In terms of your ability to pay back the loan, lenders often use a debt service ratio to calculate the loan size your business can afford to take on. Using your cash flow statement, determine the amount of cash your business typically has on hand at the end of the month, after all expenses like payroll, rent on retail space, inventory costs, and other debt payments have been taken out. Divide that number by 1.5 to determine the monthly payment amount your business can likely afford to take on.
Most lenders consider a debt service ratio of 1.5 to be a fairly accurate estimate. However, you could use a greater number to be very conservative, or a bit less if you’re willing to take a risk. Just make sure your debt service ratio never falls less than 1.0, as that’s an indication that you’re likely to default on your loan.
Clean Up Your Credit History
While lenders look at a large number of factors to determine your eligibility for a business loan, the first and most significant is typically your credit history. This includes your business credit history as reported by Dun & Bradstreet, the business credit reporting agency of record, as well as your personal credit history as the business owner if you’re applying to fund a relatively new business.
Ideally, lenders are looking for a credit score above 700 to qualify you as an excellent candidate for credit. Borrowers with scores in the 620-650 range or above will still have options available, albeit usually at a higher interest rate. If your credit score is under 600, it can be very difficult, although not impossible, to qualify for a small business loan. If you do qualify, except the rates to be very high.

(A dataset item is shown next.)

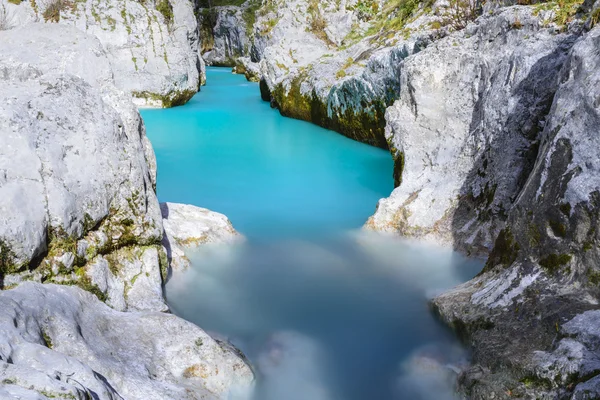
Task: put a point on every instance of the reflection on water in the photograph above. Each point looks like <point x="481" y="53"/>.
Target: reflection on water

Of course, the best way to maintain a strong credit report and score is to pay your bills on time, every time–both personally and for your business. Additionally, check your personal credit reports for accuracy every six months or so through the three major personal credit reporting agencies–Experian, Equifax, and TransUnion. If you find erroneous information, contact the agency in writing to correct the error.
Control Your Cash
A potential lender wants to know definitively that you can afford to pay back your business loan. To determine this, your lender will investigate your company’s cash flow and cash on hand–typically using the debt service ratio mentioned above.
If your company frequently faces cash flow struggles due to late payments from customers, consider incentivizing on-time or early payments. Offer online payment options to simplify the process, and create a standardized procedure for reminding your customers of their outstanding invoices.
In addition to your receivables, maintain a strong bank balance as a buffer against short term cash flow concerns. Businesses with seasonal sales patterns must be particularly wary of having too little cash in the bank, as lenders could determine that you wouldn’t be able to make loan payments during slow sales periods. Ideally, aim to maintain a bank balance sufficient to pay three months of expenses, including the debt payment for which you’re applying.
Research Your Options and Apply
These days, your options for taking out a small business loan extend far beyond your local brick and mortar bank. Consider your specific funding needs and research whether you’re interested in a traditional Term Loan or SBA loan, an equipment loan, a short-term loan or microloan, or any of the various other options available.
There’s a business loan out there to fit virtually every need you may have, so make sure you know your options before you make your choice.
Once you’ve done your research and made your choice, you are ready to submit a loan application! Having followed the steps above will make the application itself much more straightforward to complete. Just make sure you are detailed and honest in your application, and be patient for the results.
Finally, remember that even if your first loan application is turned down, all hope is not lost. Go back to the drawing board, see what you missed, and keep trying until you succeed. Good luck!